La jeune femme se rendit à la maison de couture. Il s'agissait d'une somptueuse demeure de pierres blanches. Construite à la fin du XIXe siècle, elle appartenait alors à l'un des descendants de la prestigieuse famille Granbois de Puytargues. Augustin Chatigny l'avait achetée au milieu des années soixante-dix pour y abriter les actuels locaux de l'entreprise, les anciens étant devenus trop petits.
Une jeune femme rousse d'une trentaine d'années se trouvait à l'accueil. Elle s'appelait Eulalie Cadieux. Elle occupait ce poste de standardiste depuis six mois. La précédente, Clarice Miron, une brune siliconée d'une petite vingtaine d'années qui parlait très mal anglais n'était restée qu'un mois. Elle usait également de ses charmes pour tenter de séduire ses collègues masculins, ce qui déplut fortement à Thibaut et Rémy. Elle fut licenciée au bout de sa période d'essai. Eulalie était une jeune femme discrète, voire timide et pas particulièrement belle, mais contrairement à Clarice, elle faisait correctement son travail et maîtrisait parfaitement la langue de Shakespeare
" Bonjour Eulalie, est-ce que mon mari est
revenu de son rendez-vous avec monsieur Cotuand, notre fournisseur de
soie ?
- Bonjour madame Chatigny, je ne l'ai pas vu depuis
son départ, mais peut-être est-il rentré pendant ma pause
déjeuner. Vous devriez demander à Virginia, elle saura vous dire ce
qu'il en est.
- Très bien, merci, je vais voir à notre bureau."

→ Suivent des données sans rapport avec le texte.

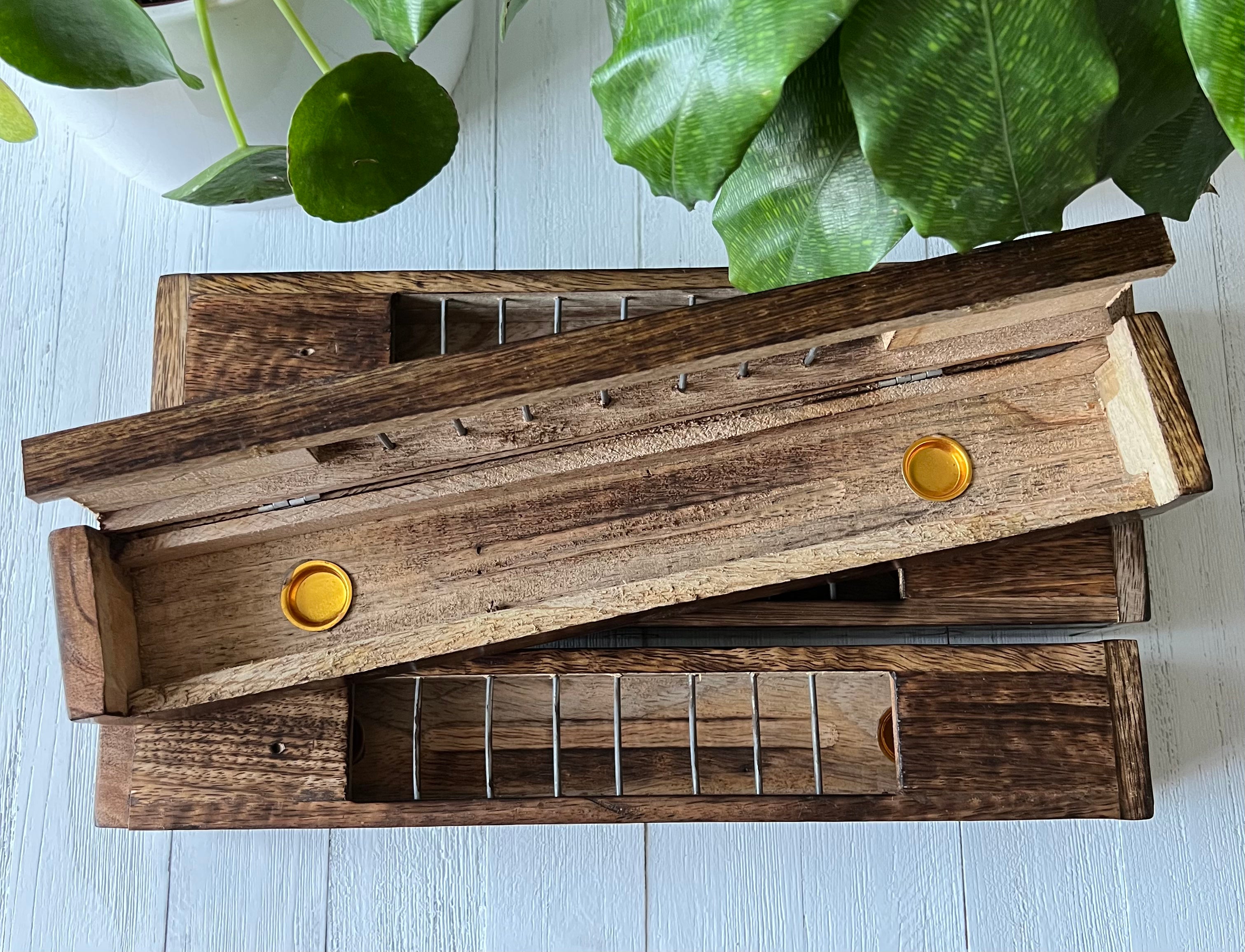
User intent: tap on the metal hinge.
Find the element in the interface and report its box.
[876,367,942,386]
[258,492,320,512]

Lorsqu’ Élise monta à l’étage, elle ne trouva personne dans leur bureau .
Elle alla trouver Virginia Bowden, l'assistante de direction. Une jeune femme aux longs cheveux noirs vêtue d'une élégante robe en velours bleu nuit et dentelle noire, travaillait sur son ordinateur. Cette jeune américaine de vingt-huit ans était employée de la société depuis deux ans.
" Bonjour Virginia, Thibaut avait
rendez-vous avec le fournisseur de soie ce matin. Il n'est pas
encore rentré alors qu'il devrait être là depuis plus d'une heure.
Sais-tu où il se trouve ?
- Oui, il m'a appelée il y a
environ trois quarts d'heure, Octave Vaderville, l'agent d'Olympe
Belisle, le mannequin vedette pour le défilé de présentation de
"Rêve d'un soir d'été" voulait le voir pour discuter des
clauses du contrat. Ton mari ne devrait plus tarder à arriver. Je
peux le prévenir que tu es ici, si tu veux.
- Non merci, je vais
aller l'attendre, je veux lui faire la surprise."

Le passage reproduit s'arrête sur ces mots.